Cancer is a disease that is responsible for an overwhelming number of deaths worldwide. The conventional therapeutic approaches used for the treatment of this disease include removal of the tumor (using surgery), radiotherapy, chemotherapy, or their combination. Nevertheless, in numerous cases, these treatment regimens are not effective and can induce prominent side effects.
Nowadays, numerous therapeutic modalities are being investigated in order to improve the efficacy and safety of cancer treatments. In pre-clinical studies, the application of nanomaterials capable of inducing hyperthermia in response to light (photothermal therapy) has revealed promising results. In fact, in multiple cases, the temperature increase mediated by these light-responsive nanomaterials promoted the complete ablation of mice’s tumors.
Unlike conventional therapies, light-responsive nanomaterials can display a preferential tumor accumulation due to their nanometric size, and subsequently induce upon interaction with light (in this case, near-infrared light since biological tissues are relatively transparent to this radiation), a hyperthermic effect that is selective for the tumor mass, while minimal side-effects are elicited on normal tissues.
So far, several types of nanostructures, produced with gold, carbon, copper, molybdenum, tungsten, iron, palladium or conjugated polymers, have been successfully used for cancer photothermal therapy.

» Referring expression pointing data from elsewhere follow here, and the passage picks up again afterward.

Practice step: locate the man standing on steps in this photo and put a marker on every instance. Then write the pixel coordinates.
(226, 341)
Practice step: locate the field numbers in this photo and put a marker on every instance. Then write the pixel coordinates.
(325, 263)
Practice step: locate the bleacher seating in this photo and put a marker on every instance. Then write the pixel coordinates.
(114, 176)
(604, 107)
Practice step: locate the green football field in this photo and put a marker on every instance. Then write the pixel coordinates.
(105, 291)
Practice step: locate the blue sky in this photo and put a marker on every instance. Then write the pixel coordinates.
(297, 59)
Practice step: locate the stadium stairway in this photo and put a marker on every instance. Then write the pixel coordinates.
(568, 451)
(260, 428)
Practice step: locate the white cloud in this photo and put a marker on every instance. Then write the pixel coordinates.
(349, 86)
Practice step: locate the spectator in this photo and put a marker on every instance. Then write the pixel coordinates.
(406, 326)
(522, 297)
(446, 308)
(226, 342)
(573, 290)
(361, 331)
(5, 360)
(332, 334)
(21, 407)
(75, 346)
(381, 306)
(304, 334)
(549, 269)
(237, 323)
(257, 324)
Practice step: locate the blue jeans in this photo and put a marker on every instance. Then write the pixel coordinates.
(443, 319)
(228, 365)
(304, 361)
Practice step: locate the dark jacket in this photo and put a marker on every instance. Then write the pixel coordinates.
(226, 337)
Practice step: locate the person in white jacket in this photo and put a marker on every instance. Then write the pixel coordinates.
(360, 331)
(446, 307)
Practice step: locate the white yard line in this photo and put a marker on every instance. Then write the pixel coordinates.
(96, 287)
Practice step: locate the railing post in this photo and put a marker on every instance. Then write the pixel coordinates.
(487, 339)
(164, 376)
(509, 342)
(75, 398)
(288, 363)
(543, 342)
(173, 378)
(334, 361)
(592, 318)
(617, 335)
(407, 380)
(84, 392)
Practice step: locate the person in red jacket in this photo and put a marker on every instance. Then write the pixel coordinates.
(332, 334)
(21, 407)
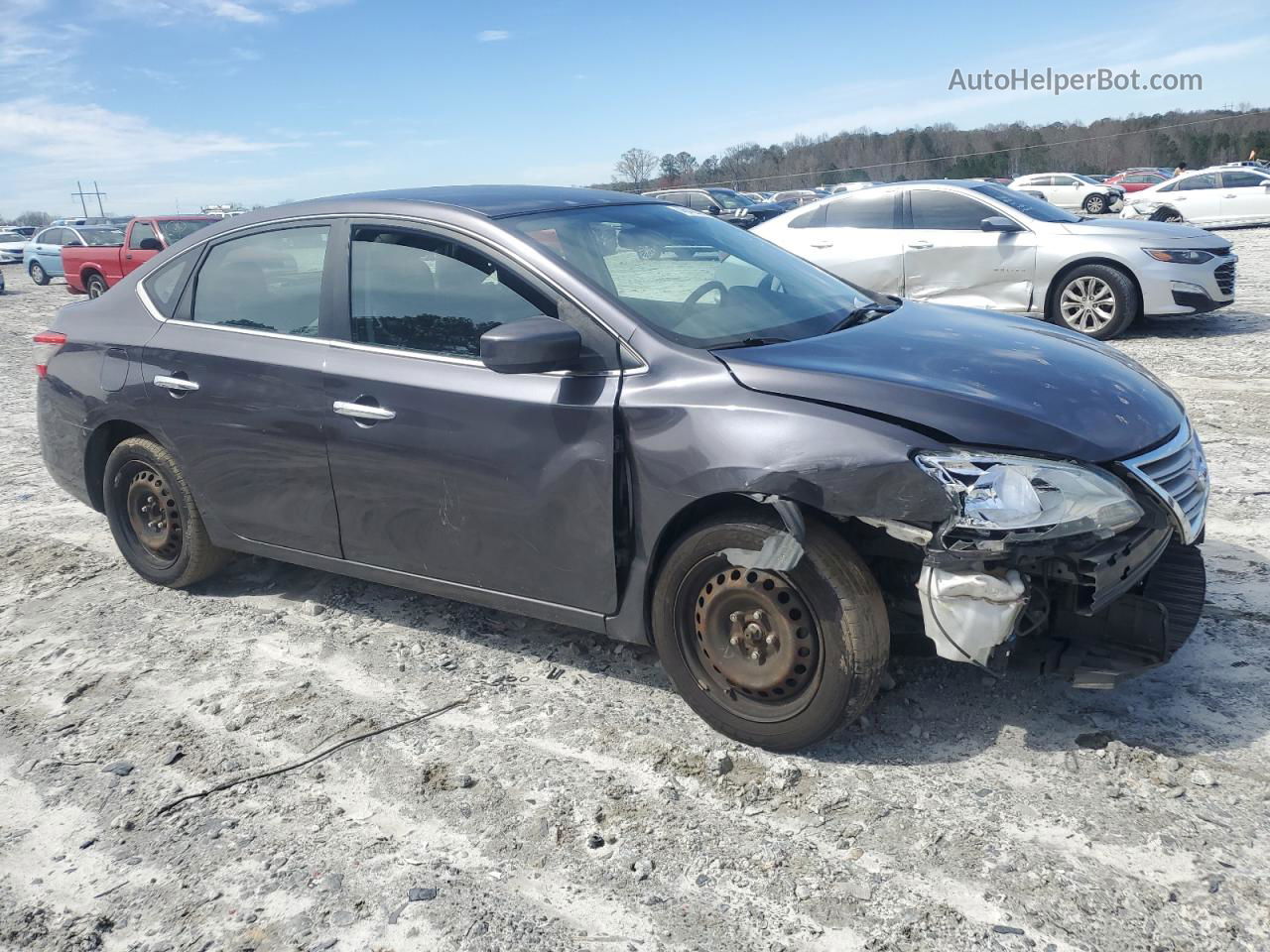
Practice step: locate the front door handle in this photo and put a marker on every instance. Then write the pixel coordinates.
(178, 384)
(362, 412)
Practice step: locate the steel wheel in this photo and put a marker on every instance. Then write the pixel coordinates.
(751, 636)
(154, 525)
(1087, 303)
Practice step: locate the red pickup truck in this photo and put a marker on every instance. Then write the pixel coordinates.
(91, 270)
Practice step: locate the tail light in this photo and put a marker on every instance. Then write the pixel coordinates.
(48, 343)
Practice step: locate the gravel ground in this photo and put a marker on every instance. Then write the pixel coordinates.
(572, 801)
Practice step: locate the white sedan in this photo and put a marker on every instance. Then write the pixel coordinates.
(10, 246)
(1071, 190)
(1210, 197)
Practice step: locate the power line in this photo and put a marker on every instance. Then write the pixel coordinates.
(987, 151)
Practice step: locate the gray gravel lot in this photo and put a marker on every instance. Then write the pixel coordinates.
(572, 802)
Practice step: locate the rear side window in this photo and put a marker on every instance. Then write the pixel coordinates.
(948, 211)
(1198, 181)
(140, 232)
(270, 281)
(862, 211)
(429, 294)
(166, 285)
(1243, 179)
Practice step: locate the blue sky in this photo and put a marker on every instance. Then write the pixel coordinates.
(191, 102)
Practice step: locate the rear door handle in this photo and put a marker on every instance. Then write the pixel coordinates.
(176, 384)
(362, 412)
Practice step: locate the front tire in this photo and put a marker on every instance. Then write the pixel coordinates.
(154, 518)
(1096, 301)
(779, 660)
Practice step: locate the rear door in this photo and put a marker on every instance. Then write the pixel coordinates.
(235, 385)
(949, 258)
(444, 468)
(1245, 197)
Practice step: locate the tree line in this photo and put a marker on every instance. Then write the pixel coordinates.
(1198, 137)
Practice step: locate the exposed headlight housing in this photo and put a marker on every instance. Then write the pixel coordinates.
(1180, 255)
(1016, 498)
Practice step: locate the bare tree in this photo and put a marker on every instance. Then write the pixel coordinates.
(635, 167)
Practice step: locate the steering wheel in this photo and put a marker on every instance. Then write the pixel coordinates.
(705, 290)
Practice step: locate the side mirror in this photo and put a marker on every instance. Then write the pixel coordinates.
(530, 345)
(1000, 222)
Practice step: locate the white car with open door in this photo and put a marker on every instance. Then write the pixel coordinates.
(1072, 190)
(976, 244)
(1220, 197)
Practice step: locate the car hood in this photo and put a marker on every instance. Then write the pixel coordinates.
(1155, 231)
(976, 377)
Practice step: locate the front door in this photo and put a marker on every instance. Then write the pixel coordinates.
(235, 389)
(444, 468)
(949, 258)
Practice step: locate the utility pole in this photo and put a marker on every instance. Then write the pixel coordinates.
(82, 195)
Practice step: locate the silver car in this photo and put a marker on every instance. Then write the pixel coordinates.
(976, 244)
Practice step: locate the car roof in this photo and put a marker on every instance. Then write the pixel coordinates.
(500, 200)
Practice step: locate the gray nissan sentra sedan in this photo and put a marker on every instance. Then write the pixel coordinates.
(486, 394)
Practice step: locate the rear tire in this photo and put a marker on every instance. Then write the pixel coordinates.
(154, 518)
(820, 645)
(1095, 299)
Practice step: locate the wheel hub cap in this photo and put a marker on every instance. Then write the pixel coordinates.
(753, 635)
(1087, 303)
(153, 515)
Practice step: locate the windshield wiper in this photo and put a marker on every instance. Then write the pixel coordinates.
(751, 341)
(862, 315)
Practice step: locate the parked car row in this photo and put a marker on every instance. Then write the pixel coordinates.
(982, 245)
(94, 257)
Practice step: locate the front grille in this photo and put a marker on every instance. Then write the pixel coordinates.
(1178, 474)
(1224, 276)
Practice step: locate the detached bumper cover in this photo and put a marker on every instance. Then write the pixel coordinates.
(1138, 631)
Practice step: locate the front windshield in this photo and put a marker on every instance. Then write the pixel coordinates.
(693, 278)
(1037, 208)
(176, 230)
(730, 199)
(102, 236)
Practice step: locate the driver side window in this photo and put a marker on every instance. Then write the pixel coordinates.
(140, 232)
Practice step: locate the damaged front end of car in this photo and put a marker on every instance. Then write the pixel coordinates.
(1088, 571)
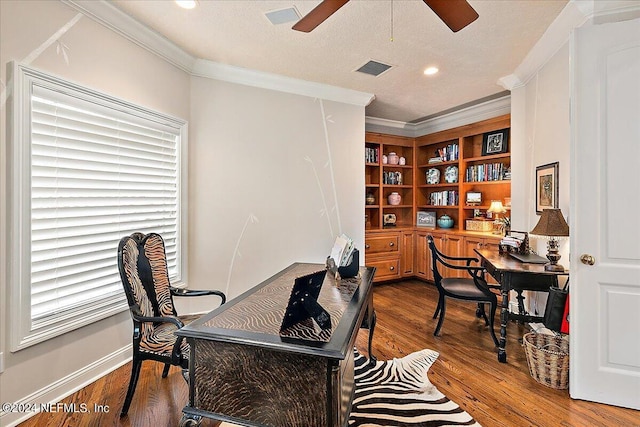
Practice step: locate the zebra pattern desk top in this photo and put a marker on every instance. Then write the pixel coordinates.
(257, 314)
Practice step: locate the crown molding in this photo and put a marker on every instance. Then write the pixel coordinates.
(392, 127)
(123, 24)
(261, 79)
(574, 15)
(464, 116)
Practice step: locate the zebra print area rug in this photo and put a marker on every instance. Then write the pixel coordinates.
(398, 393)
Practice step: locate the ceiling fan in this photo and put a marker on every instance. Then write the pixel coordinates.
(456, 14)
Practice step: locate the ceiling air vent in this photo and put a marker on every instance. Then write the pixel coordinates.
(283, 16)
(374, 68)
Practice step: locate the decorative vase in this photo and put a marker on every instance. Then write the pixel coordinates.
(394, 198)
(393, 158)
(445, 221)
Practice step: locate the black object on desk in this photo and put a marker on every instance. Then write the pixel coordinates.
(303, 303)
(530, 258)
(242, 371)
(517, 276)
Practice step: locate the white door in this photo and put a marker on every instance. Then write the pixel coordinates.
(605, 214)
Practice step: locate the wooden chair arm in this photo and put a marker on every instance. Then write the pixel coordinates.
(138, 317)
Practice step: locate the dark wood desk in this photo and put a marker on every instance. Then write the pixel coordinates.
(243, 372)
(518, 276)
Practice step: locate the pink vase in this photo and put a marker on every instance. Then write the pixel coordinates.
(394, 199)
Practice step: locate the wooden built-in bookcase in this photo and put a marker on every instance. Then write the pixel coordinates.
(469, 140)
(400, 250)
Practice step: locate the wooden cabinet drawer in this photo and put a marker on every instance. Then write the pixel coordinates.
(382, 244)
(386, 269)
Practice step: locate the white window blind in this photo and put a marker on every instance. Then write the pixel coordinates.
(99, 169)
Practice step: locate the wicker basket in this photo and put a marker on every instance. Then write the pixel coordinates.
(548, 359)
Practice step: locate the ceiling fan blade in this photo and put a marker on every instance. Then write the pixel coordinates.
(456, 14)
(318, 15)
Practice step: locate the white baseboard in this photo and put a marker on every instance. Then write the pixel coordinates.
(67, 385)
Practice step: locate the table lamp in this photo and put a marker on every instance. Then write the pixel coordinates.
(552, 225)
(496, 208)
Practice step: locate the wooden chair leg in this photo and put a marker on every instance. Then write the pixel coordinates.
(165, 371)
(492, 314)
(435, 314)
(135, 373)
(442, 308)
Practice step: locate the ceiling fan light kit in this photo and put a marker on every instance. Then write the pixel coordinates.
(456, 14)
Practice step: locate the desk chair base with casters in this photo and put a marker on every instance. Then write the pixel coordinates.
(473, 288)
(143, 270)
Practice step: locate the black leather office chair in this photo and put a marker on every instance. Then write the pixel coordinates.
(473, 288)
(143, 271)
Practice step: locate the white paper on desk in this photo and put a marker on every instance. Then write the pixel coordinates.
(342, 250)
(339, 247)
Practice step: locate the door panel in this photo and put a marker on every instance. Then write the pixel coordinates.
(605, 296)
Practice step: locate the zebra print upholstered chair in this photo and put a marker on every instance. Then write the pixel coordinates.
(143, 270)
(472, 288)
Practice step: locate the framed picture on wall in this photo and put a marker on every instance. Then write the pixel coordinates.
(547, 187)
(495, 142)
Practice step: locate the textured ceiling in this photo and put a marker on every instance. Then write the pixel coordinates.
(470, 61)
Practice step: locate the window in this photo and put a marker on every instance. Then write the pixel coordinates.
(87, 169)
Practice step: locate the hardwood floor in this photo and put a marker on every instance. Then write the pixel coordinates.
(467, 372)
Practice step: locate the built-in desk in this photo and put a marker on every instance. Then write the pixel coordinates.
(515, 275)
(242, 371)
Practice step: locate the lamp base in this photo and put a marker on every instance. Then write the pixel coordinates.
(553, 267)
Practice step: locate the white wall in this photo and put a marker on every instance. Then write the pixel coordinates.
(268, 183)
(540, 135)
(103, 61)
(261, 189)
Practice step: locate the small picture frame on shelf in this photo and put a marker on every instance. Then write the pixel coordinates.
(474, 198)
(546, 187)
(496, 142)
(426, 219)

To further improve the photothermal capacity of these nanostructures, researchers have been developing new strategies to (i) improve nanomaterials accumulation in tumor, (ii) augment nanomaterials’ intrinsic capacity to produce photoinduced heat or (iii) optimization of the parameters related to the light source. Ilídio J Correia and colleagues from the University of Beira Interior summarize these strategies in their recent progress report published in Advanced Healthcare Materials.